Bourbaki and abstraction

…Nicolas Bourbaki is the pseudonym of a group of mathematicians — mostly French, mostly young — who tidied up the mathematics of the mid-20th century in a lengthy series of books. Their guiding principle was never to prove a theorem if it could be deduced as a special case of a more general theorem. To study planar geometry, work in n dimensions and then let n = 2.

Fashions change, and nowadays the presentation of mathematics has veered back toward specific examples and a preference for ideas that are more concrete, more down-to-earth. Though what counts as concrete today would have astonished the mathematicians of the 19th century to whom the general polynomial over the complex numbers was the height of abstraction, to us it is a single concrete example.
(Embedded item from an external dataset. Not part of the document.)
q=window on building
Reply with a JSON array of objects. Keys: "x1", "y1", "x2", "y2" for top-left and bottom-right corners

There is nothing wrong with abstraction and generality — they are still cornerstones of the mathematical enterprise. But “abstract” is a verb as well as an adjective: general ideas should be abstracted from something, not conjured from thin air. Abstraction in this sense is highly non-Bourbakiste, best summed up by the counter-slogan “let 2 = n.” To do that we have to start with case 2, and fight our way through it using anything that comes to hand, however clumsy, before refining our methods into an elegant but ethereal technique which — without such preparation — lets us prove case n without having any idea of what the proof does, how it works, or where it came from.
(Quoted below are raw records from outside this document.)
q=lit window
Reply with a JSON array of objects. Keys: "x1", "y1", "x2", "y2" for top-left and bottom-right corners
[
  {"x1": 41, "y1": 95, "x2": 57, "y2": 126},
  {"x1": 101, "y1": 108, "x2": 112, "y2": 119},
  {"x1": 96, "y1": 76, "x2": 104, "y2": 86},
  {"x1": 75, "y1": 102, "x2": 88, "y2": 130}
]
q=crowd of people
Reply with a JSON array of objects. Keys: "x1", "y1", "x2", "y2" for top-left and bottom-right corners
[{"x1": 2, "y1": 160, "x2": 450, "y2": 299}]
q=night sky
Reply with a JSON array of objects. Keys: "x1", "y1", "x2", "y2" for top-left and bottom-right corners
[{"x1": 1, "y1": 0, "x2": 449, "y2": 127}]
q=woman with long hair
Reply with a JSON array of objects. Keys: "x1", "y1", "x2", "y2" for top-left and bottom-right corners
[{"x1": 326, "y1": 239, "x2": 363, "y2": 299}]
Ian Stewart, Galois Theory

Comments

  1. Will wrote:

    “To do that we have to start with case 2, and fight our way through it using anything that comes to hand, however clumsy, before refining our methos into an elegant but ethereal technique which — without such preparation — lets us prove case n without having any idea of what the proof does, how it works, or where it came from.” I have a hard time believing this. Surely the elegant but ethereal technique needed a couple of base cases worked out, at least in an unspoken and unwritten way, before it could be formed? You can /read/ math in the reverse order, learning and verifying the general proof, then never needing to work out any specific case by hand, and that can be very smart and efficient. But can you really /write/ it like that?